Wishful Linkin (May 17, 2007)
Quelle: http://www.news.com.au
A reinvented Linkin Park hope their fans will follow them into the matrix.
As it approaches 7.30pm at the Sunset Marquis hotel in West Hollywood, the singer is starting to fade.
He's happy to be back on the horse, he says, mock-galloping, "but I've been riding so hard I've got rickets!"
As Bennington and drummer Rob Bourdon sit chatting in one room, Shinoda and DJ Joe Hahn are upstairs performing similar duties.
Their take on that black cloud, however, is markedly different.
"That's your perception," Shinoda shoots back.
"Why can't you escape the black cloud? That's what you should be asking yourself."
Shinoda is in a "mysterious" mood. He says the new album is like The Matrix, and appears to be setting himself up as the Morpheus of the piece.
Still, it's no mystery that darkness is an indispensable ingredient in Linkin Park's music, right?
"I don't know why you see that. Maybe you should think about that?" Shinoda suggests.
Downstairs, Bennington cops far more easily to the black cloud.
"Mike and I seem to just be drawn to that style. That's where we feel we're the most honest, that's where we feel we're the most sincere.
"Even when we try to write songs that are inspirational in a positive way, they seem to have an underlying dark element.
"Valentine's Day is a perfect example of that. It's a beautiful song, and it has a good meaning underlying the lyrics, but it's pretty obvious something's not right," he says.
On the upside, the cloud doesn't follow the band out of the studio. Well, not too often.
"We're all people," Bennington says. "Sometimes days are bright and sunny, and sometimes they're stormy. That's just the way it goes. Mike and I seem to like writing about the stormy days."
It was about 18 months ago that Linkin Park reconvened to begin work on Minutes to Midnight.
After touring Meteora and issuing the Collision Course mash-up with Jay-Z at the end of 2004, they embarked on a break, from touring and from each other.
Not surprisingly, the workaholic Shinoda didn't take a break at all, recording and touring his hip hop-flavoured Fort Minor project.
"I don't know if you'd know what to do if you had a break," Hahn says, looking at Shinoda.
"I'd love to see you not do anything for a year."
"A year?" Shinoda asks. "Nah, that's not possible. A year would be way too much."
Hahn: "Four months. That's too much."
Shinoda: "It would be too much. I bet even one month not doing anything."
Hahn: "I reckon two weeks, tops."
Shinoda: "You remember Sloth from The Goonies?
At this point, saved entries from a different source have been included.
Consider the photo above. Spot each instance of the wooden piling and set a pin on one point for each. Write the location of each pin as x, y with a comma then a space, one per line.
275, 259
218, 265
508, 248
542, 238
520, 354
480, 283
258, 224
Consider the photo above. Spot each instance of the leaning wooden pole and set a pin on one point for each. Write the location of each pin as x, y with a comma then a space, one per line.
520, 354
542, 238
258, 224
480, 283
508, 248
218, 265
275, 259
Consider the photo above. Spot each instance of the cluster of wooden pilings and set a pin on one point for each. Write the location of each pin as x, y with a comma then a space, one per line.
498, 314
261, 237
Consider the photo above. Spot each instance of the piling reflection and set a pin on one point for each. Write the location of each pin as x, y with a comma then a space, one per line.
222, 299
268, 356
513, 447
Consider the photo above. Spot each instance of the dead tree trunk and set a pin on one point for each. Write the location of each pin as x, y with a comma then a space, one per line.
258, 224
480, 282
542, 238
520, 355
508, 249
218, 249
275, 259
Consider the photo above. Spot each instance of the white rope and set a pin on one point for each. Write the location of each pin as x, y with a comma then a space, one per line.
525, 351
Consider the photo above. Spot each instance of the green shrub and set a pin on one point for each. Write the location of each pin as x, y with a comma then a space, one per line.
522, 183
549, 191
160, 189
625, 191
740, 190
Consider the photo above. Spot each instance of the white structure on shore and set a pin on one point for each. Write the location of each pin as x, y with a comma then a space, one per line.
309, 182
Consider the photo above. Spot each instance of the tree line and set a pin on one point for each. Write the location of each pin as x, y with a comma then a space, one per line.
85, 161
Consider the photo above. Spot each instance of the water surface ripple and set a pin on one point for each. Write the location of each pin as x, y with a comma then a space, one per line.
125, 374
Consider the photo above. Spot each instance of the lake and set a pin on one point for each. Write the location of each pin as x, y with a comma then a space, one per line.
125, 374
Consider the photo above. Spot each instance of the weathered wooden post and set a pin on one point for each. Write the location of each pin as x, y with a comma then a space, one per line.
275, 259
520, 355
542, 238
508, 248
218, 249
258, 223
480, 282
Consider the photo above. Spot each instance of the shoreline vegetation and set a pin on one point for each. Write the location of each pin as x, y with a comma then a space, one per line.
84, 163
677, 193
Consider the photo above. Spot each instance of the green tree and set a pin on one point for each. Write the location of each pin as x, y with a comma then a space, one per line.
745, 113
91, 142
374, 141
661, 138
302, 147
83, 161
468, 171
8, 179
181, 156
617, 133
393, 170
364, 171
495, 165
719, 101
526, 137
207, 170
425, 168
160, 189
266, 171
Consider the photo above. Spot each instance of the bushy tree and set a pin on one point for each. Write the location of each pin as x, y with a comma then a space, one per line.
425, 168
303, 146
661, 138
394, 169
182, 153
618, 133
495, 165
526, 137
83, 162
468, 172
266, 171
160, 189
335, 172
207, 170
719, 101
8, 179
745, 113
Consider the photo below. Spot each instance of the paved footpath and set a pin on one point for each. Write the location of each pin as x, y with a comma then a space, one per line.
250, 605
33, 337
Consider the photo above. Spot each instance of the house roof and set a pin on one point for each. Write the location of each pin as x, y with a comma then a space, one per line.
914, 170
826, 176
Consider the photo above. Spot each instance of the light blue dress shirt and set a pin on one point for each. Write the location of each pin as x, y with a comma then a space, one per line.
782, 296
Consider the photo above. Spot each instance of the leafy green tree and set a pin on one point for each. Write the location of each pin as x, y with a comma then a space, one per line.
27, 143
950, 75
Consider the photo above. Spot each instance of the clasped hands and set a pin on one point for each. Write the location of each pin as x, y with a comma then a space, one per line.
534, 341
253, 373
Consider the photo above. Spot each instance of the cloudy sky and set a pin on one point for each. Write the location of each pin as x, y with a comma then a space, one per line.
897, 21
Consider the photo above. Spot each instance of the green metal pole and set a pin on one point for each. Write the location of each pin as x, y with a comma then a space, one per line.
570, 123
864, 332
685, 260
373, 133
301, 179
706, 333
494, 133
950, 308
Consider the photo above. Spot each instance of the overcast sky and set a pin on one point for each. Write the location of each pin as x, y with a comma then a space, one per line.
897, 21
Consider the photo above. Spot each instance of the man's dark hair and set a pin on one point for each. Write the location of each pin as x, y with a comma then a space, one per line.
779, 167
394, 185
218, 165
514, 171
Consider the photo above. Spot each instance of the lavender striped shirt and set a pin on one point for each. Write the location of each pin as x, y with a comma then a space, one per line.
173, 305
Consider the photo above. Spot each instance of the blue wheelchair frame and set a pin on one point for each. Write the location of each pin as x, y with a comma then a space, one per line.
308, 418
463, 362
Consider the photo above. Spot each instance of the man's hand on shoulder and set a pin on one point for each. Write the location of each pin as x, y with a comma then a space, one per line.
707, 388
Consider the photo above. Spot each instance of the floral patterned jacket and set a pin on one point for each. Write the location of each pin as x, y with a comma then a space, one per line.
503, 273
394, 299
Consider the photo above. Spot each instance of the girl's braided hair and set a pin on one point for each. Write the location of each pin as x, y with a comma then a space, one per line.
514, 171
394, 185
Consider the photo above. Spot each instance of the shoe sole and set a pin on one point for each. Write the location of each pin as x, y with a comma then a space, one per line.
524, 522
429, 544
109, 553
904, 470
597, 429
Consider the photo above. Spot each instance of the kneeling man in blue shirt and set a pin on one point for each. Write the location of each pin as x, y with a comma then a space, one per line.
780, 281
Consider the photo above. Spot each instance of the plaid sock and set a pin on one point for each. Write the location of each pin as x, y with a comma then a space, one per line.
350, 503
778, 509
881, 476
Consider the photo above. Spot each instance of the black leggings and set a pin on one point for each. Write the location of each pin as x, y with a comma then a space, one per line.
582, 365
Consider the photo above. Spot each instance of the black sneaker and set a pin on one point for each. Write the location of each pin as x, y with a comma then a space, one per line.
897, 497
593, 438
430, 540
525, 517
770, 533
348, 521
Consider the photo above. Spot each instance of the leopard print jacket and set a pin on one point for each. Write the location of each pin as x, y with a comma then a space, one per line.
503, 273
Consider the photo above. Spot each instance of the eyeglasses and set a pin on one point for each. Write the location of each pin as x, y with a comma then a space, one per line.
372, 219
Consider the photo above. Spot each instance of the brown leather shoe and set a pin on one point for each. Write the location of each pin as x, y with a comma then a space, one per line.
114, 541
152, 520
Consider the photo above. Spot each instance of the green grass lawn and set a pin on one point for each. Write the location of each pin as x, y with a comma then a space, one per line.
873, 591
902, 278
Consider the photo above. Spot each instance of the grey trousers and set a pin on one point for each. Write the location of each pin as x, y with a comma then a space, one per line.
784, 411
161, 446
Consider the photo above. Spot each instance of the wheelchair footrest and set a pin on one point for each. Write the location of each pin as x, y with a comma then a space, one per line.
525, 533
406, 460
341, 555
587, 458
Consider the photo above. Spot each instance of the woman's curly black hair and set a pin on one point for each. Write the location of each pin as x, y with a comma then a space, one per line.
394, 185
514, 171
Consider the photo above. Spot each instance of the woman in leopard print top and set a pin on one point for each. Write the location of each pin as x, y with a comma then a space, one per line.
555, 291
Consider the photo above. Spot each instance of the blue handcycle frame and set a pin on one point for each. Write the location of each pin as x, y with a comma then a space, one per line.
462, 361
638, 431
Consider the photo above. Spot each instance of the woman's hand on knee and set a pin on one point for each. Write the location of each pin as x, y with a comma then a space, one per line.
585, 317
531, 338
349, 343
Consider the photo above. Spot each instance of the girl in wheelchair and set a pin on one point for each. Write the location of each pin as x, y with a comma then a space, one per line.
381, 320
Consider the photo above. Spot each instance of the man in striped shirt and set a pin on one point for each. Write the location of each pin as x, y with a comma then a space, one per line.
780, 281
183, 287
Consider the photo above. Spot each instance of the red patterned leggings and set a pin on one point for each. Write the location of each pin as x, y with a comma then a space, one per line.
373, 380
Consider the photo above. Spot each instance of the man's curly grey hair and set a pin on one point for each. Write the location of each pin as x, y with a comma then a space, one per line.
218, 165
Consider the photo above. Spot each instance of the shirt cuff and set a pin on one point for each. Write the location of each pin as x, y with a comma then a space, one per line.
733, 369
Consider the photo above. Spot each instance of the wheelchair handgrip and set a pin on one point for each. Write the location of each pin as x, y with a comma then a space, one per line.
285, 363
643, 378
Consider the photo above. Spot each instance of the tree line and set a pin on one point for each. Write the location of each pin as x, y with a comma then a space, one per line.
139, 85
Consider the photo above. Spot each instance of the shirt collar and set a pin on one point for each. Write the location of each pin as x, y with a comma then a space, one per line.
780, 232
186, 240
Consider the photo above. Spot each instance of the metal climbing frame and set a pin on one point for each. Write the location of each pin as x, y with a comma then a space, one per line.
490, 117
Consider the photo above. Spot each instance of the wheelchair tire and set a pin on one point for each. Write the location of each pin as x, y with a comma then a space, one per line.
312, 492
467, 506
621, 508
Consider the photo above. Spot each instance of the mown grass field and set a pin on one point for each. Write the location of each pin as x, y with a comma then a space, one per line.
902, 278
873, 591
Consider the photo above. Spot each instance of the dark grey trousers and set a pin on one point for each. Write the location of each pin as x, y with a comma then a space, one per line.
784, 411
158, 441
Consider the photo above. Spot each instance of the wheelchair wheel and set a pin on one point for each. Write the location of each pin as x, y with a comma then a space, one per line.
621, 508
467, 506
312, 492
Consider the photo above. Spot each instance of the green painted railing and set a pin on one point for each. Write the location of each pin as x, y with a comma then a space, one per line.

You'd come to my house at the end of a month and I'd be Sloth.
"I'd be crazy, a monster, I'd look insane; it'd be so bad."
Hahn laughs, and begins weaving an elaborate story about his bandmates having to use satellites to track him down after he started sailing around the world.
Seven years after their debut, Linkin Park are one of the few powerhouse, album-selling machines left in the business.
Bennington sees now as a good time for rock music -- not so much for sales, but for quality and impact.
"I feel rock music has really started hitting its stride again," he says.
"It's more like what, in the '80s, alternative rock was becoming. It's pretty awesome, there's some really innovative stuff going on."
As for where Linkin Park fit in with all of this?
"We haven't necessarily always agreed with where people have placed us, but we've always boasted that we are a band that is not limited to a genre, is not limited to a specific sound. And with this record we've definitely proven that."
Back upstairs, Shinoda clearly sees Minutes to Midnight as a statement. Even if he's determined to leave the interpretation of that statement up to us.
When the mystery man says the album had to be good, he means good.
"But not sell-a-lot-of-copies good. It had to be good to us. Our standards are really high," Shinoda says.
"In terms of just selling copies, well, we did that, and we're grateful for everybody who's stuck with us until now, and we hope they're along for the ride on this next chapter."
Even if you are being mysterious?
"Even if we are being a little bit weird."